C’est à l’hôtel Antaninarenina que Clovis Andrianasolo Ravelonanosy a annoncé à la presse locale la constitution d’un nouveau parti politique. Avec 140 partis officiellement recensés et enregistrés, la nouvelle aurait pu passer inaperçue si l’homme entouré de ses cadres, ce 14 janvier 2010, n’avait pas créé la surprise en réclamant ouvertement le retour de la monarchie mérina comme seule option viable à la crise qui perdure dans le pays depuis la chute en 2009 du Président Marc Ravalomanana. Les flashs crépitent, la nouvelle sera largement diffusée dans les quotidiens malgaches qui oscillent entre incrédulité et sérieux de l’information.
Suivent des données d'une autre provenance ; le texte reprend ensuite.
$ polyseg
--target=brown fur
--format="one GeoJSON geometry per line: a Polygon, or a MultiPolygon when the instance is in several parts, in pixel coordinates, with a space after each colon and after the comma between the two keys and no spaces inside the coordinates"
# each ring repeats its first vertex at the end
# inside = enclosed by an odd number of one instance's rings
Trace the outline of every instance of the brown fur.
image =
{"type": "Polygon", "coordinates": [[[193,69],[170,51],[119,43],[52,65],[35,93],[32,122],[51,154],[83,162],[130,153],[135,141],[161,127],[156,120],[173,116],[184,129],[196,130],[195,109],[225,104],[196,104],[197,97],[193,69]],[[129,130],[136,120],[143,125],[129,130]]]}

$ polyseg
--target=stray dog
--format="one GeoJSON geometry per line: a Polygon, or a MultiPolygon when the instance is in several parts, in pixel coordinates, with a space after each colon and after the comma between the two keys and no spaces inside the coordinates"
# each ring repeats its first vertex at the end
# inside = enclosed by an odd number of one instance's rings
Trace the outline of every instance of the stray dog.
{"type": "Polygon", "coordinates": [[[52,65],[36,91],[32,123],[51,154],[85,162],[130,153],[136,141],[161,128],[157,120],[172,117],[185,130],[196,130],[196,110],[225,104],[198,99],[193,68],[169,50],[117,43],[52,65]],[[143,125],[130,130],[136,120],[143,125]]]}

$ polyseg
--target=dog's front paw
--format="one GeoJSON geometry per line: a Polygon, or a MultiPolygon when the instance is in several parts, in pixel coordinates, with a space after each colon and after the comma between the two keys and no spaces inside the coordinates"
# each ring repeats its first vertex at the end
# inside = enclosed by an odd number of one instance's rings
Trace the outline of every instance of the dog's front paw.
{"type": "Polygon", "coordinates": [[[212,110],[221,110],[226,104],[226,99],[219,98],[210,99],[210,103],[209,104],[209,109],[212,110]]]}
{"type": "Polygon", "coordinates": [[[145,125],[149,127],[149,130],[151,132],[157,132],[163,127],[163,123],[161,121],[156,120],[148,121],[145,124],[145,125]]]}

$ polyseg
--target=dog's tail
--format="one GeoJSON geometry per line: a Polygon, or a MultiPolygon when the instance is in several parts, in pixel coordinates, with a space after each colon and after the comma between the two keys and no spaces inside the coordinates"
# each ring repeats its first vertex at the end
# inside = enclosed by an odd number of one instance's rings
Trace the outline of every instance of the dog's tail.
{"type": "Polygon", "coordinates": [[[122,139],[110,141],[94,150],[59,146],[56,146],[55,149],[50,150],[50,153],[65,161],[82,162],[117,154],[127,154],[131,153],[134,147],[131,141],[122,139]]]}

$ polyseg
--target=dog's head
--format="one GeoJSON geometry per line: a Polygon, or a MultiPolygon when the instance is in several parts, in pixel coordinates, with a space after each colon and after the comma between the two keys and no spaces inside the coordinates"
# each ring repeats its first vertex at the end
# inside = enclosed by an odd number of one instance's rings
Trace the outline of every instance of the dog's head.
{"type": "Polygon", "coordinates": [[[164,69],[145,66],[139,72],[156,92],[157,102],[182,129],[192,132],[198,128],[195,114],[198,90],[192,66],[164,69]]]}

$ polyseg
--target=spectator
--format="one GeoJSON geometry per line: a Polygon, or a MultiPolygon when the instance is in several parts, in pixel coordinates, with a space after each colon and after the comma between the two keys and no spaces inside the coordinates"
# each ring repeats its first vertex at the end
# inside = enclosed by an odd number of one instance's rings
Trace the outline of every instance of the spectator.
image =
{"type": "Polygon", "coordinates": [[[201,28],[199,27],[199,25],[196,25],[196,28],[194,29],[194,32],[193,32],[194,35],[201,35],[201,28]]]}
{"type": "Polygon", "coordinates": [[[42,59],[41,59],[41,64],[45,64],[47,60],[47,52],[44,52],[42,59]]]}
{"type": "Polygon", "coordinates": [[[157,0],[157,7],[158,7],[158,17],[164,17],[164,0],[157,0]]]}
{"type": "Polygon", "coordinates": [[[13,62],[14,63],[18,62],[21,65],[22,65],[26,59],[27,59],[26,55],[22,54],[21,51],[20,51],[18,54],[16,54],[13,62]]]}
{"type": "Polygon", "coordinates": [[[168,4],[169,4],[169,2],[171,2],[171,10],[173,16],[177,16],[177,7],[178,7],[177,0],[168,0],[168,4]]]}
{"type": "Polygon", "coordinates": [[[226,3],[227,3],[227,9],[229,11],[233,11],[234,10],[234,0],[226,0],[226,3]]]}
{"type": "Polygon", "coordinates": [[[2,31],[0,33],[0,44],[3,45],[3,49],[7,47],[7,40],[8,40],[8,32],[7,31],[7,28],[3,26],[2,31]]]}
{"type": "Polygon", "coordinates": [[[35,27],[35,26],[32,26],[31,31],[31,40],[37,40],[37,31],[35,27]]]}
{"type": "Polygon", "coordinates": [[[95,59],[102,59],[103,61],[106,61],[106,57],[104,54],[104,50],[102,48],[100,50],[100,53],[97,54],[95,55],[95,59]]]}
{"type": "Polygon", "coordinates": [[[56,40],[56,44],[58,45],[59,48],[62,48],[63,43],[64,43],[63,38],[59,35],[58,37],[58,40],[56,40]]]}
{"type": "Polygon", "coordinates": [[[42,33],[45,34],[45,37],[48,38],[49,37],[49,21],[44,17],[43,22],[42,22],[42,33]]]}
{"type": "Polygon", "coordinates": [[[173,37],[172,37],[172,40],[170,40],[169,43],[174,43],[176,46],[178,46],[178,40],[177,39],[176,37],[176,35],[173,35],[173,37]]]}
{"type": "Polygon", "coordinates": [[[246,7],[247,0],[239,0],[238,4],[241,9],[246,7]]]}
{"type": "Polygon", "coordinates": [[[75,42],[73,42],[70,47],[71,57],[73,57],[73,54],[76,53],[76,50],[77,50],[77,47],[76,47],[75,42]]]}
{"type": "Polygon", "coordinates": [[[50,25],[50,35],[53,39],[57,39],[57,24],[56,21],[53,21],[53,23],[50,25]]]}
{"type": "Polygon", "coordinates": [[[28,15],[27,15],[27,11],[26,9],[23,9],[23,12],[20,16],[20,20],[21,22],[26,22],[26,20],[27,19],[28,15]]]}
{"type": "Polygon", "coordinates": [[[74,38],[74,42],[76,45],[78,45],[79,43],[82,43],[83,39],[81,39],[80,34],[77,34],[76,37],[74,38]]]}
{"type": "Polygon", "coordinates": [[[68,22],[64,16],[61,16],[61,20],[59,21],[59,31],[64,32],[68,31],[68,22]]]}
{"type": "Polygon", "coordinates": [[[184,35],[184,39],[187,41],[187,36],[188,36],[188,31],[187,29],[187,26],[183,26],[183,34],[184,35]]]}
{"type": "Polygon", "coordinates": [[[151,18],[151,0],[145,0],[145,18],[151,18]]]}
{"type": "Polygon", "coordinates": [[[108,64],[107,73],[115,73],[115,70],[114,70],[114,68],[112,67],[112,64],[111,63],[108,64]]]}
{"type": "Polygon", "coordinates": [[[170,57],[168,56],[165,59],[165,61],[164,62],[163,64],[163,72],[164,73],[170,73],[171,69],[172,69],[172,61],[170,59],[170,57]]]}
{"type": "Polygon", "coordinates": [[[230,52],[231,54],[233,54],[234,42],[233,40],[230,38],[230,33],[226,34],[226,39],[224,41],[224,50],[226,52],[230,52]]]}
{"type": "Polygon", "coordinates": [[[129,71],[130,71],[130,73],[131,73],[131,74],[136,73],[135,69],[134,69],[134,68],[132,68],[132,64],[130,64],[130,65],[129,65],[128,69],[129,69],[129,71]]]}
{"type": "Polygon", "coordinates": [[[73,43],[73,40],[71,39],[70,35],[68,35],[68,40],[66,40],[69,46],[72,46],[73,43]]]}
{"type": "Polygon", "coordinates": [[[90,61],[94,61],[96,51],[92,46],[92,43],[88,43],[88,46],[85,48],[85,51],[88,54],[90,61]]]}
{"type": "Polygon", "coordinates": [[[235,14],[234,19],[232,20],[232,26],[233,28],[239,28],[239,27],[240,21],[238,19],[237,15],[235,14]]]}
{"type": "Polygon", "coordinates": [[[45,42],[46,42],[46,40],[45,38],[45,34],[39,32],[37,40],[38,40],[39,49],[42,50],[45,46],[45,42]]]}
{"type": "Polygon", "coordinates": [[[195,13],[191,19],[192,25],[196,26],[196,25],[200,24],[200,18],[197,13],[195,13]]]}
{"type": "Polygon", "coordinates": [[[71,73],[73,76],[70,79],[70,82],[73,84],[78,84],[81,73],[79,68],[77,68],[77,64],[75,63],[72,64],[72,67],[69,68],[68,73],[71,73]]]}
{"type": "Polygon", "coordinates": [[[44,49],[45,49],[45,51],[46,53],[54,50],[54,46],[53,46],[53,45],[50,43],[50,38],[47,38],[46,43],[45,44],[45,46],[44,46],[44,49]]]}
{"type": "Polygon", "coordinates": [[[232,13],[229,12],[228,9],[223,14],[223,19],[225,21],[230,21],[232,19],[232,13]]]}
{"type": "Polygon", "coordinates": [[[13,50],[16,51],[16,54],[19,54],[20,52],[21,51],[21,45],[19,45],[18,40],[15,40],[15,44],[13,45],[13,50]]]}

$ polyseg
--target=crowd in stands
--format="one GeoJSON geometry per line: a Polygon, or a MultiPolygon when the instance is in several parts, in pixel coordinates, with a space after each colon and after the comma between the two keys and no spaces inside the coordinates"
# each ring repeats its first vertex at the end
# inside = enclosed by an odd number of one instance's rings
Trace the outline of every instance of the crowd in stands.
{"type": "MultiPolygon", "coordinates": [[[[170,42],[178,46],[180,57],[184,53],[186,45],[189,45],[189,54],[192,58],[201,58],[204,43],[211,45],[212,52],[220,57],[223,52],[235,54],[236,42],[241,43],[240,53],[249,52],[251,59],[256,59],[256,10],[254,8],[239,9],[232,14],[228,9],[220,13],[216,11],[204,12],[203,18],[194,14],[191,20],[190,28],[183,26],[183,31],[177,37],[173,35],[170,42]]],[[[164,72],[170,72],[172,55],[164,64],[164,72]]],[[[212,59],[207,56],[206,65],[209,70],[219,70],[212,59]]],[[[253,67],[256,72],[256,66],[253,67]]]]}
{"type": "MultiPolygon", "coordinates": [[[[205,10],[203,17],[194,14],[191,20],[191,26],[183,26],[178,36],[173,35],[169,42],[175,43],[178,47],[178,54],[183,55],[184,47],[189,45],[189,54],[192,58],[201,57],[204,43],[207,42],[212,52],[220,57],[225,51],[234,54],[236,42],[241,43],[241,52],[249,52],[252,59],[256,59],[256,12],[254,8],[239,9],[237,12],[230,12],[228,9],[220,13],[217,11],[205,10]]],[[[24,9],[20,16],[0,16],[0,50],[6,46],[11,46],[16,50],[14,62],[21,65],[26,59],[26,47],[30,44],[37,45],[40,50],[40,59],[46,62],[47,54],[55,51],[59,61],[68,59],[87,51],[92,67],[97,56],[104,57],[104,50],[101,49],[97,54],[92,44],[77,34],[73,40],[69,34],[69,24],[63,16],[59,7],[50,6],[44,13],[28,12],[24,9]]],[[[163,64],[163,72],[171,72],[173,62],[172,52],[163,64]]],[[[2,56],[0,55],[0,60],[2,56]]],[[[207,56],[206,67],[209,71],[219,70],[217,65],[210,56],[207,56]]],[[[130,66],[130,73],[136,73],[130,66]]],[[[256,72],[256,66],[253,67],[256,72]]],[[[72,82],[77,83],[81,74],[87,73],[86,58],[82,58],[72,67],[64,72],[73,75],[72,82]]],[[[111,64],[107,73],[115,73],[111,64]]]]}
C’est au roi Andrianampoinimerina que l’on doit au XVIIIe siècle l’unification des quatre royaumes mérinas qui cohabitent avec d’autres peuples sur l’île de Madagascar. L’origine du nom de l’île reste un mystère. Elle est déjà évoquée comme telle par le géographe arabe de Roger II de Sicile ou Marco Polo qui en parlera lui-même dans ses récits mais nul n’a réussi pourtant à établir la souche étymologique de la grande île. Ses premiers habitants ? Certainement des polynésiens qui ont essaimé. Le mélange des cultures environnantes donnera naissance aux différents peuples malgaches sur lesquels les mérinas estiment avoir un droit divin de vie ou de mort.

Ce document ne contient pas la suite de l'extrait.